Beleid duurzaam stedelijk waterbeheer
Op verschillende bestuursniveaus zijn de afgelopen jaren beleidsnota's verschenen aangaande de waterhuishouding, allen met als doel een duurzaam waterbeheer (kwalitatief en kwantitatief). Deze paragraaf geeft een overzicht van de voor het plangebied relevante nota's, waarbij het beleid van het waterschap en de gemeente nader wordt behandeld.
Europa:
Nationaal:
Provinciaal:
Waterschapsbeleid
In het Waterbeheerplan 2009-2015 (2009) staat hoe Hollandse Delta het waterbeheer in het werkgebied in de komende jaren wil uitvoeren. Daarbij gaat het om betaalbaar waterbeheer met evenwichtige aandacht voor veiligheid, waterkwaliteit, waterkwantiteit, duurzaamheid en om het watersysteem als onderdeel van de ruimtelijke inrichting van ons land. Het Waterbeheerplan beschrijft de uitgangspunten voor het beheer, de ontwikkelingen die de komende jaren verwacht worden en de belangrijkste keuzen die het waterschap moet maken. Daarnaast geeft het Waterbeheerplan een overzicht van maatregelen en kosten. De maatregelen voor de Europese Kaderrichtlijn Water (KRW) zijn onderdeel van het plan.
Uit het oogpunt van waterkwaliteit moet schoon hemelwater bij voorkeur worden afgekoppeld en direct worden geloosd op oppervlaktewater. Dit vermindert de vuiluitworp uit het gemengde rioolstelsel en verlaagd de hydraulische belasting van de afvalwaterzuivering. Bij een toename van aaneengesloten verhard oppervlak van 250 m² of meer moet voor hemelwater een lozingsvergunning worden aangevraagd in het kader van de Keur. Als er sprake is van toename aan verhard oppervlak, dan moet in principe 10% van deze toename worden gecompenseerd in de vorm van open water binnen het peilgebied waarin de toename van verharding plaatsvindt.
Huidige situatie
Algemeen
Het plangebied is gelegen aan de Julianastraat in het noorden van de kern Puttershoek en bestaat uit woningen, tuinen en verharding.
Bodem en grondwater
De bodem bestaat ter plaatse uit klei. Er is sprake van grondwatertrap V. Dat wil zeggen de dat gemiddeld hoogste grondwaterstand hoger is dan 0,4 m beneden maaiveld en dat de gemiddeld laagste grondwaterstand lager is dan 1,2 m beneden maaiveld.
Waterkwantiteit
In het plangebied is geen oppervlaktewater aanwezig. Ter plaatse geldt het peilbesluit Moerkerken. Het zomerpeil bedraagt NAP -2,2 m en het winterpeil NAP -2,4 m.

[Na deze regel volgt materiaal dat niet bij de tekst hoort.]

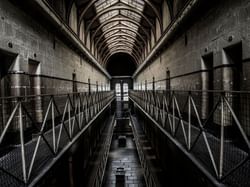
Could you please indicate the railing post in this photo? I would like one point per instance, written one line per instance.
(89, 86)
(153, 85)
(22, 142)
(221, 136)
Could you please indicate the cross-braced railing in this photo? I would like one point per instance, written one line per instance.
(44, 127)
(213, 126)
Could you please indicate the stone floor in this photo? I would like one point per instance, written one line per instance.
(127, 158)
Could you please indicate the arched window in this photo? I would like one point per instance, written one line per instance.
(73, 18)
(166, 18)
(125, 91)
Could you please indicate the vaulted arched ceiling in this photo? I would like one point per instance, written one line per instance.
(116, 21)
(107, 27)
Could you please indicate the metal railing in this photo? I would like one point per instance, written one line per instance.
(46, 127)
(149, 177)
(98, 180)
(213, 126)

Veiligheid en waterkeringen
Het plangebied ligt niet binnen de kern- of beschermingszone van een waterkering.
Afvalwaterketen en riolering
Het plangebied is aangesloten op een gemengd rioolsysteem.
Toekomstige situatie
Algemeen
De Julianastraat wordt herontwikkeld. De bestaande bebouwing (40 woningen) wordt daarbij gesloopt. Er worden 75 nieuwe woningen gerealiseerd.
Waterkwantiteit
Er is sprake van een beperkte toename van het verhard oppervlak. Met het waterschap zijn mogelijkheden besproken over de wijze van compenseren van deze toename. Omdat oppervlaktewater in de directe omgeving niet aanwezig is, heeft het geen nut om oppervlaktewater te realiseren wat niet in directe verbinding staat met het omliggende oppervlaktewater. In plaats daarvan is voorgesteld om onder de nieuw aan te leggen parkeergelegenheden een waterdoorlatende straatverharding toe te passen waarin een deel van het overtollige hemelwater kan worden geborgen en afgevoerd. De haalbaarheid van een dergelijk systeem moet vooraf worden doorgerekend en van een duurzame en beheersbare kwaliteit zijn om te voldoen aan de eisen die het waterschap stelt aan waterbergende alternatieven. Uit het saldo van de afname en toename van het verhard oppervlak moet blijken hoeveel extra waterberging gerealiseerd moet worden.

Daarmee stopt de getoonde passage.